A Spider is a class which defines what to crawl (a site or a group of sites), how to perform the crawl (i.e. follow links) and how to extract structured data from the pages (i.e. scraping items).

Basic concepts

qCrawl spiders should subclass qcrawl.core.spider.Spider, override the async parse() method, and define the name and start_urls attributes.

Class attributes:

name: str — unique spider identifier (required).
start_urls: list[str] — initial URLs to crawl (required).
custom_settings: dict — spider-specific settings that override global project settings.
allowed_domains: list[str] — restrict crawling to these domains.

parse(response) — async generator that can yield:

Item (container for scraped fields and internal metadata) or plain dict (engine wraps into Item).
Request (data class representing an HTTP crawl request).
str URL (engine or middlewares convert to Request).

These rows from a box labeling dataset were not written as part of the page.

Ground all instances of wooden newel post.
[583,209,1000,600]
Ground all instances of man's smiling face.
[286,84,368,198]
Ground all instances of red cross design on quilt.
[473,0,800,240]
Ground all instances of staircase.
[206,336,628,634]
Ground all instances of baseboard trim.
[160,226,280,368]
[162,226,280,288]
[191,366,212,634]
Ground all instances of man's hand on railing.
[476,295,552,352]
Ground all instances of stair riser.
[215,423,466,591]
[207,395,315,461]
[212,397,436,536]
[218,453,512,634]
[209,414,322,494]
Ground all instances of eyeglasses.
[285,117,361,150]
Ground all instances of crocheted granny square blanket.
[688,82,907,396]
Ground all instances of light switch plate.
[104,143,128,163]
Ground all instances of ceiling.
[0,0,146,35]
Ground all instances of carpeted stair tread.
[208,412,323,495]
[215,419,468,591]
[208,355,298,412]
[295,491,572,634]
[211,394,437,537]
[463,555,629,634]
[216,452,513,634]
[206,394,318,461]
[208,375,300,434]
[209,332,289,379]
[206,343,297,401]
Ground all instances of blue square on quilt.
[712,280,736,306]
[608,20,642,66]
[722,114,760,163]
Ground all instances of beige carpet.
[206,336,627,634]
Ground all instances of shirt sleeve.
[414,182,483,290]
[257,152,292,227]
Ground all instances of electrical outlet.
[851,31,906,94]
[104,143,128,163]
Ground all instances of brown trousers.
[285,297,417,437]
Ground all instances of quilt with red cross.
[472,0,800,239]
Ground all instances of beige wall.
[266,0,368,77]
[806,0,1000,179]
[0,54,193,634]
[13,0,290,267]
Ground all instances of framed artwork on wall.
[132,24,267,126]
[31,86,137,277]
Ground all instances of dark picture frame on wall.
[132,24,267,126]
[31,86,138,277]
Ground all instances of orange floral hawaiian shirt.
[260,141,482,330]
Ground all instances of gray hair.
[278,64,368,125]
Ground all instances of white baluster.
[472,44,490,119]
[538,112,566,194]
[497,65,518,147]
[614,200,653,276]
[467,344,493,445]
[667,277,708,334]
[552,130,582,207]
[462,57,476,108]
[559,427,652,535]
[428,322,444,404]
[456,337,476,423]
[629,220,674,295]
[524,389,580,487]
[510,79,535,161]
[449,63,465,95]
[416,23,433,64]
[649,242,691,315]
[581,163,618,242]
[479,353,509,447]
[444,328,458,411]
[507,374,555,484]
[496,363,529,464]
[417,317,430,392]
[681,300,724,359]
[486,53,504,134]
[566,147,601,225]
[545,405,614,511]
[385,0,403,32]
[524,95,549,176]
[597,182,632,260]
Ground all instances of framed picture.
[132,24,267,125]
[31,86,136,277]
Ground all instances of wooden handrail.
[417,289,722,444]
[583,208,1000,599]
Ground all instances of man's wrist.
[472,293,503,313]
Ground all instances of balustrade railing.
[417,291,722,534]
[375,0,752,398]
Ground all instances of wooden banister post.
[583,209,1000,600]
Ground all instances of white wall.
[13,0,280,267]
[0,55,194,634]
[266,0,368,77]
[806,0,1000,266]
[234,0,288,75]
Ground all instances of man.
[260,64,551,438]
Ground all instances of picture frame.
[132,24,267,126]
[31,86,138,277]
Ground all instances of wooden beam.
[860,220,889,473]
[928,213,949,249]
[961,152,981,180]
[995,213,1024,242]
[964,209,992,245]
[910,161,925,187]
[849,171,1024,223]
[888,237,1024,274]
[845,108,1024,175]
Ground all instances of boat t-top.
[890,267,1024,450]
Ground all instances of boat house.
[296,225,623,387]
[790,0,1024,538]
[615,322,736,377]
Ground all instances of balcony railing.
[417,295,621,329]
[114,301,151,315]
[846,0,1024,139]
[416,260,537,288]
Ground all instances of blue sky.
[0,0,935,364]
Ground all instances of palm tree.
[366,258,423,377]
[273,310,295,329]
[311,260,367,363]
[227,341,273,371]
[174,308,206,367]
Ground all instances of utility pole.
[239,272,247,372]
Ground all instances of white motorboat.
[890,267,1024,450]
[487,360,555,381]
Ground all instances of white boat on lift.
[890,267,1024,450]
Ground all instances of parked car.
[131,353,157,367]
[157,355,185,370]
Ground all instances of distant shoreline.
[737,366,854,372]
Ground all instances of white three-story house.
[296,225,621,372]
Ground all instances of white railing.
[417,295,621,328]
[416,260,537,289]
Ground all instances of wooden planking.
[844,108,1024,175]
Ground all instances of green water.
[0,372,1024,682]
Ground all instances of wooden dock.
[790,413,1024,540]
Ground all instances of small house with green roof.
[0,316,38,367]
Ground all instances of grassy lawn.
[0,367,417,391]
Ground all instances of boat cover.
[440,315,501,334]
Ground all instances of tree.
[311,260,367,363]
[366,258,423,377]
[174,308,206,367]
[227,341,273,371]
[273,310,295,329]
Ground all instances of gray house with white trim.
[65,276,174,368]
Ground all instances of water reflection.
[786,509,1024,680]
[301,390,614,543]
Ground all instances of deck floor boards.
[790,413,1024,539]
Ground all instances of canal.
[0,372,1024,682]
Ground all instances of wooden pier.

The parse() method processes all downloaded pages. It receives a Page object representing the HTTP response, and yields Item objects, Request objects, or string URLs.

Simple example spider that uses css selectors and yields Item:

from datetime import datetime, timezone

from qcrawl.core.spider import Spider
from qcrawl.core.response import Page
from qcrawl.core.item import Item


class QuotesSpider(Spider):
    name = "quotes"
    start_urls = ["https://quotes.toscrape.com/"]

    async def parse(self, response: Page):

        # ResponseView provides helper methods for parsing:
        # CSS/XPath selectors, link extraction, url resolution
        rv = self.response_view(response)

        # `response_view(response).doc` exposes a lazy-loaded `lxml` document tree
        # for selectors guide see: https://www.qcrawl.org/concepts/selectors/
        for q in rv.doc.cssselect(".quote"):
            text_nodes = q.cssselect("span.text")
            author_nodes = q.cssselect("small.author")
            if not text_nodes or not author_nodes:
                continue

            text = text_nodes[0].text_content().strip()
            author = author_nodes[0].text_content().strip()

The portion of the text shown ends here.